Flagship Pioneering has committed $50 million to Montai Health, a newly launched company unlocking the power of nature with “anthromolecules”—molecules with a long history of safe, chronic human consumption—to enable earlier intervention and slow, preempt, and even halt disease progression.
The funding will support the development of Montai’s CONECTA platform and its initial pipeline of new anthromolecule medicines, which already has lead candidates in several different indications. The start-up is initially focusing on auto-immune diseases and building a comprehensive map across all inflammatory diseases.

“We start with the problems that we immediately need to solve, which is safer medications that have the potential, given their safety profile, to go in as early in the disease as possible,” Montai Health CEO and Flagship Pioneering CEO-Partner Margo Georgiadis told GEN Edge.
“There’s this huge pile of [medicinal] keys sitting in nature, and we’re using advances in chemical machine learning in the digitization of biology to find as many key-and-lock pathway combinations as possible. You can find much more interesting and complex molecules than people would normally pick out [in drug development today] that can have a biological modulating effect. The nature of these molecules will enable getting medicines to people more quickly”
Medicinal mountaineering with machine learning
At the heart of Montai Health is thinking about combinations of molecules meant to work together to treat and prevent the causes of disease, not just the symptoms. The startup, based in Cambridge, Massachusetts, has started gathering information about 100,000 molecules. The problem is trying to match each individual or combination of anthromolecule to biological pathways affected by disease.
That’s where Georgiadis comes in. She previously served as the CEO of Ancestry and President of the Americas at Google and wants to harness technology to improve lives in a transformative way. Named after getting to the top of a mountain with artificial intelligence (AI), Montai Health is creating a rapid and repeatable process to leverage insight from combinatorial models and other analytics to create these safe medicines for long-term use.
To complete the picture for each anthromolecule, Montai Health is leveraging the massive digitization of biology with in-house computational models that characterize anthromolecules on different elements essential for developing medicines, such as understanding and mapping the bioactivity of anthromolecules across all known biological pathways.
The next step in Montai Health’s computational process is to generate another set of models to search for the pathway solution.
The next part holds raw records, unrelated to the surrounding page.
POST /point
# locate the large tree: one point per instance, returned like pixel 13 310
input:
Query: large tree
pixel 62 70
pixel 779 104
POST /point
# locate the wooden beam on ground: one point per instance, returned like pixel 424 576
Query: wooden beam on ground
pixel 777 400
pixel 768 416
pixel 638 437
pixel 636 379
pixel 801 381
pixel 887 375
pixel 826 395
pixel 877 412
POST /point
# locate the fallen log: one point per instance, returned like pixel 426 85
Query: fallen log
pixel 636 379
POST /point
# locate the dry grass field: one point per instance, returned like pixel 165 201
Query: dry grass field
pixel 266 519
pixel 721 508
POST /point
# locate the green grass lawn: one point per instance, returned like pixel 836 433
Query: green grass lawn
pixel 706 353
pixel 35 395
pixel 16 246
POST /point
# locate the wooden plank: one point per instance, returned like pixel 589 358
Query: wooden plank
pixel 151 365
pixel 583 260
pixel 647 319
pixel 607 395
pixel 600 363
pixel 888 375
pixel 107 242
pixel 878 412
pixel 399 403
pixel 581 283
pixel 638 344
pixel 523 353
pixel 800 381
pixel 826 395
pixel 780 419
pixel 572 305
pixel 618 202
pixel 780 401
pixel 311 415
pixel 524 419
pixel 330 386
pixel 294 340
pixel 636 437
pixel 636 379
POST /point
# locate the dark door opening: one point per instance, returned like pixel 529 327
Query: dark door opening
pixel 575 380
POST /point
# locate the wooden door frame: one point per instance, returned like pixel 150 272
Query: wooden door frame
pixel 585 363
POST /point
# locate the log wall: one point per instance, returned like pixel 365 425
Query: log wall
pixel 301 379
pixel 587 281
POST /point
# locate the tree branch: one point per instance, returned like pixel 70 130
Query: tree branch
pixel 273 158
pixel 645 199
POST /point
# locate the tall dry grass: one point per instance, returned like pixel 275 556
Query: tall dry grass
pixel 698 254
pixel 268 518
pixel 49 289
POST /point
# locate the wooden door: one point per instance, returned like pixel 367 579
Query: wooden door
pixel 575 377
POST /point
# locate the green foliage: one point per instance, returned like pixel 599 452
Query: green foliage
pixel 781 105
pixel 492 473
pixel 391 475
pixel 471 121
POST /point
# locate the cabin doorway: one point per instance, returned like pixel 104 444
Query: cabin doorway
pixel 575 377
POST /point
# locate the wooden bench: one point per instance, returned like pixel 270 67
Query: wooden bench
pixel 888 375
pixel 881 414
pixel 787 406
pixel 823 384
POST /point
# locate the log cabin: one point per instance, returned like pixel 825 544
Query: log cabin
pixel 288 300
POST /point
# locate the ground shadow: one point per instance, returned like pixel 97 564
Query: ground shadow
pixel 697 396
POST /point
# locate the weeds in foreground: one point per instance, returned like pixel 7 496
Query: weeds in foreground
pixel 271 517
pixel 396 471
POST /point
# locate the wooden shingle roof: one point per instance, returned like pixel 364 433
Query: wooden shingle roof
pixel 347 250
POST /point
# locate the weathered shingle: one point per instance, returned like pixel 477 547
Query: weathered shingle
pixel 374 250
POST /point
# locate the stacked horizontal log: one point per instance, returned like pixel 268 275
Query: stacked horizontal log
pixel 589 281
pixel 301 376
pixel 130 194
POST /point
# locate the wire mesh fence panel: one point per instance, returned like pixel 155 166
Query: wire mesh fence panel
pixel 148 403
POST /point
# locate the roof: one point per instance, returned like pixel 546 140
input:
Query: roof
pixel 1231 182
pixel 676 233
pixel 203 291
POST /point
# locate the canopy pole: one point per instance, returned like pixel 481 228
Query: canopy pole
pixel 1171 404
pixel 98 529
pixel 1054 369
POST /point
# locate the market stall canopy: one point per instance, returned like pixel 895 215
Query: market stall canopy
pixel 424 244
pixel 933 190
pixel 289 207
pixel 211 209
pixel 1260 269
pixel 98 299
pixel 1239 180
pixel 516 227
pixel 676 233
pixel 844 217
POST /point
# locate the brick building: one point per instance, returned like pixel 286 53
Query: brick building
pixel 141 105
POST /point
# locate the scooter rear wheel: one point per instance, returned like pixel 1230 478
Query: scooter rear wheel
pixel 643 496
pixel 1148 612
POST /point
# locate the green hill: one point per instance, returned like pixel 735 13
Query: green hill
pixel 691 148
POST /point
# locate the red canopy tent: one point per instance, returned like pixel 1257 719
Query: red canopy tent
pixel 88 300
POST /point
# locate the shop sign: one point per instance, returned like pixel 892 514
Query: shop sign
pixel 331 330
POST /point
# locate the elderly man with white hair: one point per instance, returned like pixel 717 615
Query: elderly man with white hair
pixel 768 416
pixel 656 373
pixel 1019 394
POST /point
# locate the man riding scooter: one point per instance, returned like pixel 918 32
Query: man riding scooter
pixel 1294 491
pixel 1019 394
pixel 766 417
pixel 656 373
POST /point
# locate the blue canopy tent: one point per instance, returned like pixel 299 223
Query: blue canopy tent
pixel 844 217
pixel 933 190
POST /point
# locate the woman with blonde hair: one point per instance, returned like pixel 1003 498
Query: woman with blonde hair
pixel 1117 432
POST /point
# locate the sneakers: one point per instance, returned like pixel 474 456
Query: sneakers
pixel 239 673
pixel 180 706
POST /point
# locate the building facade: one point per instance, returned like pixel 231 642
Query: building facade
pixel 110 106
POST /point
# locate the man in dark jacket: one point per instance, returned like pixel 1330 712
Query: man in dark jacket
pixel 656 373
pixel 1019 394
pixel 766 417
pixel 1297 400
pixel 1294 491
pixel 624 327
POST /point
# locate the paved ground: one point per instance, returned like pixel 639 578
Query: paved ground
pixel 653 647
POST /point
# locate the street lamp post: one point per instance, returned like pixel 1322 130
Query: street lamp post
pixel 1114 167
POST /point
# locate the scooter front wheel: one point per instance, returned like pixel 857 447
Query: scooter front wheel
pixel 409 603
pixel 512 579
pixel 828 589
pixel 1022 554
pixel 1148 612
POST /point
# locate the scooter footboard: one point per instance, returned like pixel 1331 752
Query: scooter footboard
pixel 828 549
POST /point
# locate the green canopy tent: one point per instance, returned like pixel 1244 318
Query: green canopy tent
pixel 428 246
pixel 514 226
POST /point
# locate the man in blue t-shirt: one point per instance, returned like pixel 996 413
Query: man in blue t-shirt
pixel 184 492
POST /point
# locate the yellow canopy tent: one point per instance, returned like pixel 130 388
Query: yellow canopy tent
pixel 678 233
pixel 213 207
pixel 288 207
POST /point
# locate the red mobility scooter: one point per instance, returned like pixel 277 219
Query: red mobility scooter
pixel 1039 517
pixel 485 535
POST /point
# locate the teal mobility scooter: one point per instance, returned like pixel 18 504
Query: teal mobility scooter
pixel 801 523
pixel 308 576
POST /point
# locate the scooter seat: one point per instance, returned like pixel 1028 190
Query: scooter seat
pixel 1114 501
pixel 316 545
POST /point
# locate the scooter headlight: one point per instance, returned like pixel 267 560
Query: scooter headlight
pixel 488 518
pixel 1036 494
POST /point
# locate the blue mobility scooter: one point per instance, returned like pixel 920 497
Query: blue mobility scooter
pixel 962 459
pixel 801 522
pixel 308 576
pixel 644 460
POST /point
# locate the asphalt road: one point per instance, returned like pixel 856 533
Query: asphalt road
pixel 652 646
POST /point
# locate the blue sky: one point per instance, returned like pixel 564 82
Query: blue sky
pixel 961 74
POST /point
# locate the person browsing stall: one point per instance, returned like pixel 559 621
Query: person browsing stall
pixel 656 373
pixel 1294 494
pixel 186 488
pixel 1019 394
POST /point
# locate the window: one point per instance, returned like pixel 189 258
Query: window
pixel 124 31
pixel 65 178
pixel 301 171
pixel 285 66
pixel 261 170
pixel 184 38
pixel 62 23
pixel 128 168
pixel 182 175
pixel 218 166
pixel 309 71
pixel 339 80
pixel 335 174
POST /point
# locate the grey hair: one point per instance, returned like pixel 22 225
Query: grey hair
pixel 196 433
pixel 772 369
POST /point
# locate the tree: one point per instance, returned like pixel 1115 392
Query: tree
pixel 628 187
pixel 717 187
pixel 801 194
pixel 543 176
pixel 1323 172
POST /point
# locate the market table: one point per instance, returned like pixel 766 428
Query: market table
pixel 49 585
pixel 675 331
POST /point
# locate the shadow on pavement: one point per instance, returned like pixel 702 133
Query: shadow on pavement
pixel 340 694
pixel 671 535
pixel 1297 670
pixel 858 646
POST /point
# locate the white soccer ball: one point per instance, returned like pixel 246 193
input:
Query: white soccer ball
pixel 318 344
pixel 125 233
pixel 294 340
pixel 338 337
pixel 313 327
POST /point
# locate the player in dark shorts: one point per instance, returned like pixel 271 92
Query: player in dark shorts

To do so, they create a bioactivity atlas for a disease by looking at all of the known pathways for that disease and then consider what an optimized pathway solution for that disease would be. The result of the computational pipeline is what Montai is calling “anthrographs,” which are models that take all the data about understanding each individual molecule—dosage information, drug interactions, and network information—to develop new medicines.
“By building this next-generation technology, it’s enabling us to unlock the richness to solve these problems and leverage combinations of [anthromolecules] to stay within safety profiles or have a greater inclusion profile because we can [target] multiple pathways,” said Georgiadis.
“Without AI/ML, that’s an infinite common combination space. If we didn’t have the ability to do this systematic testing and development, this would not have been possible even four or five years ago. If we can unearth this massive information systematically for as many diseases as possible, we will have the opportunity to have a huge difference in treatments for millions of people. These are huge diseases areas that have very poor solutions today.”
These models are then brought into the wet lab to ensure reproducibility in the predictions. “The beauty is in the blend; and for us, it’s the blend of deep understanding of the natural chemical space and how to systematically interrogate and build that anthrograph knowledge,” said Georgiadis. “Then you start to put these building blocks together and realize that’s what technology has always been about—aggregating and integrating all of these different data sets so you can fundamentally reimagine how you ask questions.”
Georgiadis thinks that the work at Montai Health could lead to personalized cocktails for people in the long run. “This is a solvable analytics problem,” said Georgiadis. “Of course, the human body is complicated, but when we start with a molecule that’s fundamentally safe, this becomes a lot more of a solvable problem. That’s what’s so exciting about what’s happening with the power of computational technologies.”